What was it in Dodge City that appealed to you?
It was the crashing action on a large scale and very vibrant, dashing characters. I always say my whole mindset was poisoned by Errol Flynn movies and Max Steiner scores. Steiner was even better than the movies. I don’t know, it got me hooked on the West, and I’ve been rather that way ever since.
Let’s get your thoughts on some characters that appear in your historicals. George Custer?
I didn’t like him. I’m not a Custer fan, and that’s why I did the massacre sequence in Heaven and Hell. I’ve read a lot about him, I tried to be open-minded and I got a lot of flack from his partisans, but that’s just my take on him.
Bill Cody?
Well, a wonderful, flamboyant showman, kind of a sad figure, but certainly one of the major images that shaped the American West. Regardless of what he did for ego or money or because he needed drinking change, he was a major figure in the awareness of the American West, and so I would have to put a gold star by his name.
It’s not a person, but the building of the Transcontinental Railroad?
That is a fascinating, very emblematic episode in the American West. It was a spectacular story. Course, the guys who built the railroads were crooks.
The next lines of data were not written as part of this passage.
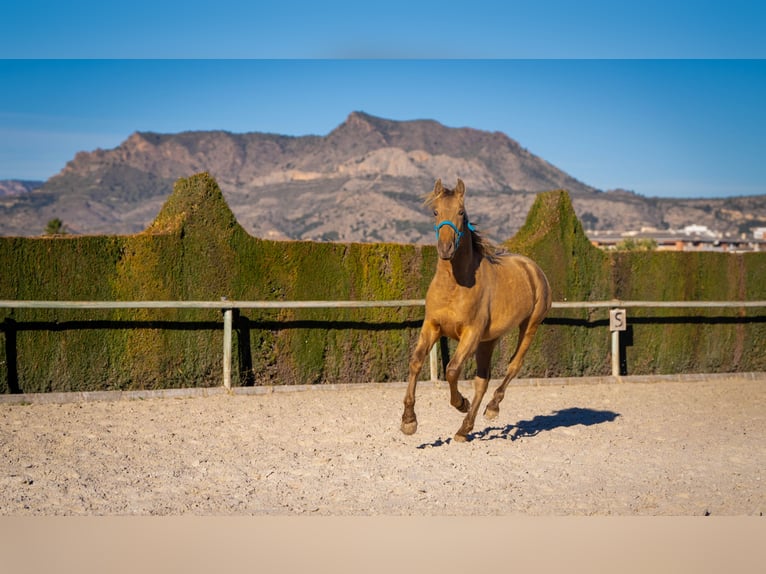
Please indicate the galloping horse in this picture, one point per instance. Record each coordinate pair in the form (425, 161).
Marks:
(476, 296)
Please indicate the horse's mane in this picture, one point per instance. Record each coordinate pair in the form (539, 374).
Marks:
(486, 248)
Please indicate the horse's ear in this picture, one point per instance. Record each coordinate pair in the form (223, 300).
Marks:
(460, 188)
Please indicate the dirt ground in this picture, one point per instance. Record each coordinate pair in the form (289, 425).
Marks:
(643, 447)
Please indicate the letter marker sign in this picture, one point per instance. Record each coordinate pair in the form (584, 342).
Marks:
(618, 321)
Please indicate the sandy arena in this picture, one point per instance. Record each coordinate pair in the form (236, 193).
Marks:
(691, 447)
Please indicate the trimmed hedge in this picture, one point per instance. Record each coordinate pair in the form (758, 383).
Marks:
(196, 250)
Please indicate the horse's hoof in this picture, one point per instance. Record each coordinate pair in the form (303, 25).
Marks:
(409, 428)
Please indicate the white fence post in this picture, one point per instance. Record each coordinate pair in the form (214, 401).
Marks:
(227, 320)
(617, 322)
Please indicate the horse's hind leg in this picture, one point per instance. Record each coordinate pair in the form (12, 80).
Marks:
(527, 332)
(483, 366)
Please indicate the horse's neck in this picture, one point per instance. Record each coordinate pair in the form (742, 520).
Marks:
(463, 266)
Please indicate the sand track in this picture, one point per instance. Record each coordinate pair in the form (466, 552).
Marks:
(636, 448)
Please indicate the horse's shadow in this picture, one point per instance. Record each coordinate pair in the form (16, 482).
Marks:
(563, 418)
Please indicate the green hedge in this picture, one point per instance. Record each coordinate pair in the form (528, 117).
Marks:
(196, 250)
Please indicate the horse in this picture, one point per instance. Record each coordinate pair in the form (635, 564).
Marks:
(477, 295)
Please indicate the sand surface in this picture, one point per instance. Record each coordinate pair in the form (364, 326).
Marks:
(631, 448)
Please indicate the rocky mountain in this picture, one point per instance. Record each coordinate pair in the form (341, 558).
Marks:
(364, 181)
(17, 186)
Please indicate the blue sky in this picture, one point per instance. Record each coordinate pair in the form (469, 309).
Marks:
(690, 125)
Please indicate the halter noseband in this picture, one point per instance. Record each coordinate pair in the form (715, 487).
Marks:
(459, 234)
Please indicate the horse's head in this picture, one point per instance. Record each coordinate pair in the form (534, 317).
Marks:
(451, 222)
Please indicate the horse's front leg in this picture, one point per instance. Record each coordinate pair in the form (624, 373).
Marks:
(469, 341)
(429, 334)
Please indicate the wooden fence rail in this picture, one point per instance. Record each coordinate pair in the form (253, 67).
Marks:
(228, 308)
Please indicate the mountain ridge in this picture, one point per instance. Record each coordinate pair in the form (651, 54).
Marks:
(363, 181)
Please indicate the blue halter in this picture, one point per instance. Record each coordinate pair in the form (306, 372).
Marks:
(458, 233)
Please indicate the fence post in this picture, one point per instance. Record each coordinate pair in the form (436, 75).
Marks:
(227, 320)
(617, 322)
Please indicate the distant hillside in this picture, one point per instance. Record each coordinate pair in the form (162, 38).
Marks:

What are your thoughts on Louis L’Amour?
He was an extremely competent storyteller. I don’t take anything away from L’Amour because he was so fantastically successful, but I always say to people he did the kind of research you could do in one afternoon at the public library. Whereas, I’ve been working on an introduction to [Will Henry’s] From Where the Sun Now Stands, and it’s such a wonderful story. That gives you a different perspective of the cowboy and Indians story that I saw at the movies.
And now you’re joining L’Amour and Henry by receiving the Owen Wister Award. How does it feel?
It makes me feel wonderful. First of all, I was thrilled and surprised out of my mind to find out about it. I never expected it in my life, and I’m just overwhelmed by it and very flattered and very pleased.